Homeopathy was first devised for humans in the 1790s by a German physician named Samuel Hahnemann. Its key concept can be found in its name: homeopathy comes from the Greek word for like or similar, and that’s what homeopaths believe: “like cures like.”
Homeopathy is founded on the belief that every being (pets as well as humans) has a self-healing response, and that health problems develop when that response is hindered or imbalanced. Homeopathy views the symptoms within the larger context of the affected individual’s overall health, and then tries to stimulate the body’s own healing responses. As dosage is critical, as the same substance can both decrease and increase reactions, please consult a homeopath for the correct dosage both for the symptoms and size of your dog. Homeopathic remedies, therefore, cause symptoms similar to the ones the sick animal is already showing. For instance, an animal that has diarrhoea would be treated with–in incredibly tiny amounts–a plant, mineral, or animal substance that causes diarrhoea. The remedy replaces the illness, causing a cure by allowing the animal’s own healing powers to overcome the condition. Thus “like cures like.”

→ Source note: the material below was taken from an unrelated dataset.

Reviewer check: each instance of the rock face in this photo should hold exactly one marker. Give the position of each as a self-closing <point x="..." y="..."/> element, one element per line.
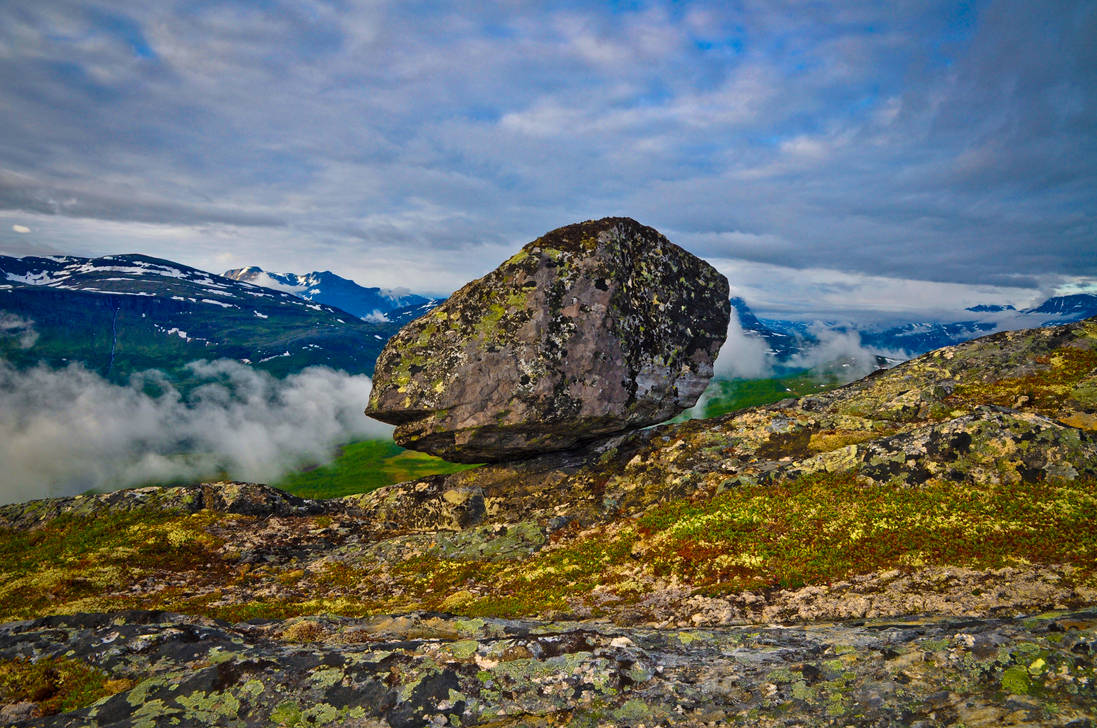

The debate about homeopathy
The substances used in homeopathy are derived from herbs, minerals, and other natural substances that are diluted beyond the point of actual toxicity. In fact, homeopaths believe that the more diluted the substance, the higher the potency, and the less frequently it has to be given.

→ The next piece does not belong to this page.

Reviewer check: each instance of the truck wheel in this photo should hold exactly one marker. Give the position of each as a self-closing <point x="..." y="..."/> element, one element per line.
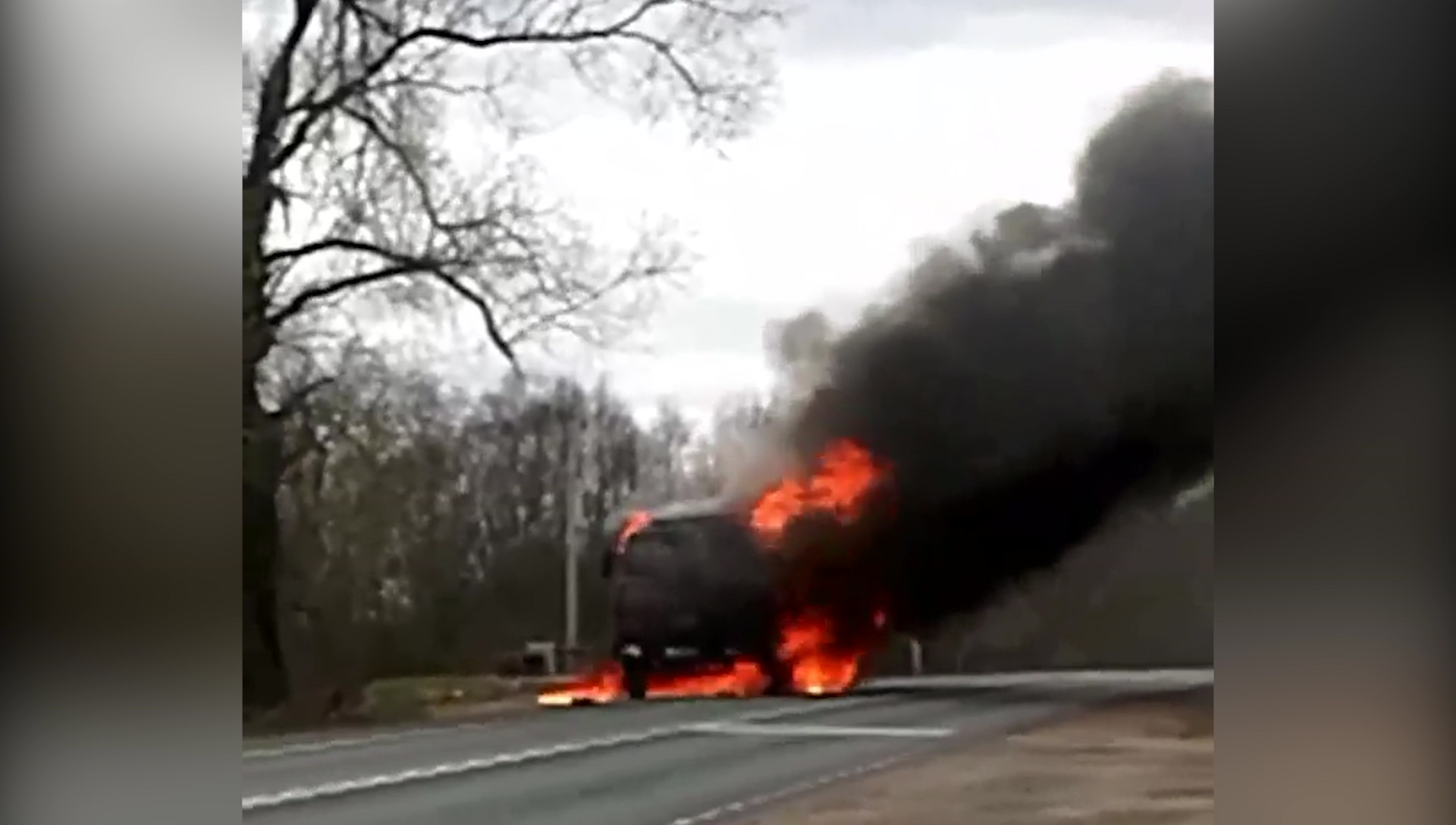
<point x="635" y="677"/>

This means that, by and large, homeopathic medicines are quite safe and produce no side effects, even when they sound a little ominous. Some of the most common compounds include ingredients such as sulphur, bee venom, and even poison ivy.
This is a distinctly different approach than that used by traditional Western veterinary medicine, and there’s a great deal of debate about whether the benefits of homeopathy are real and provable. The homeopathic stance against vaccination (which is seen as causing an artificial imbalance of the body’s vital energies) is particularly controversial.
However thousands of dog owners around the world believe strongly in its ability to heal and maintain health, and a growing number of veterinarians are being trained in homeopathic as well as Western medicine.
There are more than 2,000 homeopathic remedies available, and they address a wide range of chronic and acute conditions. Essentially for just about any ailment your dog could suffer from, there is a homeopathic remedy, viruses and bacterial infections, to respiratory disease, kidney dysfunction and cancer.
Most homeopaths first do a physical exam and then ask a lot of questions, many of which you may not think have anything to do with your pets condition. This is because the key to success in homeopathy is individualization–that is, two dogs who’ve been diagnosed with the same disease may be presenting entirely different symptoms, so they may receive entirely different homeopathic remedies. With this information, the homeopath will decide which symptom to address first. The method is usually to tackle one symptom at a time, with as little interference from other medications or treatments as possible.
However even its greatest proponents say homeopathic medicine has its limits. Because it relies on the natural healing properties of the body, if the body is already badly damaged through disease or accident, homeopathy won’t be effective. If it’s a matter of a traumatic disease or accident, alternatives such as surgery and antibiotics are likely to be necessary.
Don’t give the remedies with food. Give homeopathic medicines at least an hour before or after feeding, so the food and the medicine don’t interfere with each other. Its also important not to handle the pillules, as the remedy is often on the outside of the pillule. Homeopathy is often used along with other alternative therapies such as chiropractic, massage, acupuncture, reiki, even magnet therapy, check with your homeopath before you use them.